A Colorado marijuana farm filed suit against the state’s primary industry overseer, alleging that officials ignored their duty to keep the illicit market in check by not acting to curtail unlicensed marijuana businesses.
According to Law360, Mammoth Farms filed suit in Denver District Court on Monday against the state Department of Revenue, which also houses the state Marijuana Enforcement Division (MED). MED is tasked with overseeing the state’s regulated cannabis industry. The lawsuit claims that the MED’s lax oversight has allowed lawbreaking companies to illegally export legal marijuana to other states and unlawfully import synthetic cannabis, all while avoiding state tax bills.
Mammoth asserted that the state’s seed-to-sale tracking system, run by Florida-based Metrc, is effectively useless because it’s not set up to flag potential illegal discrepancies in inventory levels, Law360 reported. Although Metrc does have tools that the MED could employ for this purpose, the lawsuit claims the MED simply has chosen not to use them. That has led to bad actors exploiting the system, Mammoth claimed.

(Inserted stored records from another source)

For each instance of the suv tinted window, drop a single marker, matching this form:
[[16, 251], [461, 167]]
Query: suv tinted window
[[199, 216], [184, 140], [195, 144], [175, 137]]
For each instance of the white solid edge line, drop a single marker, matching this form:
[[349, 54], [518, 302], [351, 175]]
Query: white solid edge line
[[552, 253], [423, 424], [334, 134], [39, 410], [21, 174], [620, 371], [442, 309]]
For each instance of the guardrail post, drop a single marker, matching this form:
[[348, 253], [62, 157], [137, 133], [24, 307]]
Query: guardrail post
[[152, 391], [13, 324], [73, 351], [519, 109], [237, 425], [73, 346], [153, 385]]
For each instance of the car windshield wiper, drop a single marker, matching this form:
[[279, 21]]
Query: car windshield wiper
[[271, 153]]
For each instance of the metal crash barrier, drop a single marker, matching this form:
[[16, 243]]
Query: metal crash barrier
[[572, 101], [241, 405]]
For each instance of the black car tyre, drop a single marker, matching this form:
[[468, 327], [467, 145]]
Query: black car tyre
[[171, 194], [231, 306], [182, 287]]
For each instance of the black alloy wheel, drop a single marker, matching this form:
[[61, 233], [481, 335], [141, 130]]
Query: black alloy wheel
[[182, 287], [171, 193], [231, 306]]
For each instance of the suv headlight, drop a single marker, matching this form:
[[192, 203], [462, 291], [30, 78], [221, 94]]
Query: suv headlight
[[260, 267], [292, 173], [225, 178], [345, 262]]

To make matters worse, the lawsuit alleges MED knows that “millions” of incorrectly labeled cannabis products are being sold within the state, despite having been contaminated by imported synthetic cannabinoids, which are made with an industrial chemical called methylene chloride and could be toxic.
The MED doesn’t test for methylene chloride in cannabis products or to discover whether marijuana goods being sold are naturally produced or chemically altered in any way, the suit charged. And the tests that are conducted by the MED can be easily beaten by simply providing regulators with clean product samples instead of a randomly selected batch.
Mammoth further claimed in the suit that it and other licensed cannabis companies have attempted to report on bad actors, but MED has done nothing with the information. Instead, Mammoth claimed, the MED retaliated against one whistleblower cultivator named Purplebee’s with a product recall.
The Department of Revenue declined to comment to Law360.